Telehealth is a tool, not a trial design. Learn how televisits, ePRO, and remote monitoring fit into traditional, hybrid, and decentralized clinical trials.

Clinical trials take time. The University of Cincinnati College of Medicine reports that a Phase I trial typically takes several months to complete, a Phase II trial may last from several months to two years, and a Phase III trial can last for several years. All told, the clinical phase of drug development lasts an average of around 95 months – nearly 8 years – according to the National Center for Biotechnology Information (NCBI).

Clinical trials are expensive, too, with the total cost depending on the number of participants and the complexity of the clinical trial protocol, among other factors. The most widely cited academic source on clinical trial costs, Key Cost Drivers of Pharmaceutical Clinical Trials in the United States, found Phase I costs ranging from $1.4 million to $6.6 million, Phase II from $7.0 million to $19.6 million, and Phase III from $11.5 million to $52.9 million, depending on therapeutic area.

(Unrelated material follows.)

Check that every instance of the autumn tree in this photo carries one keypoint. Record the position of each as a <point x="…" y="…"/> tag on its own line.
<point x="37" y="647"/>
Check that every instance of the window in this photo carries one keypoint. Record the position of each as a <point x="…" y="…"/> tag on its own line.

A more recent study, drawing on data from seven major biopharma companies covering 726 interventional studies, reported median costs of $8.6 million for Phase II and $21.4 million for Phase III, with Phase III costs spanning $9 million at the 25th percentile to $44 million at the 75th percentile, according to Springer. The authors found that the number of trial sites, therapeutic area, and treatment duration explained 60–90% of cost variance.

Then there’s geography, a major challenge to overcome when conducting clinical trials. According to the NCBI, “Despite a high willingness to participate in clinical trials, only a small proportion of patients typically enroll. From a patient’s perspective, geographic barriers play a key role. A greater distance and travel time to a clinical trial site decreases desire and ability to participate. And more fundamentally, patients are typically treated at their most proximate healthcare center, which may not or may not be participating in a suitable trial.”

One technology being championed as a solution to these problems is telehealth. But just what, exactly, is telehealth? Can it really help expedite trials, reduce costs, and allow for a more diverse patient population to take part? And how did it even enter the conversation?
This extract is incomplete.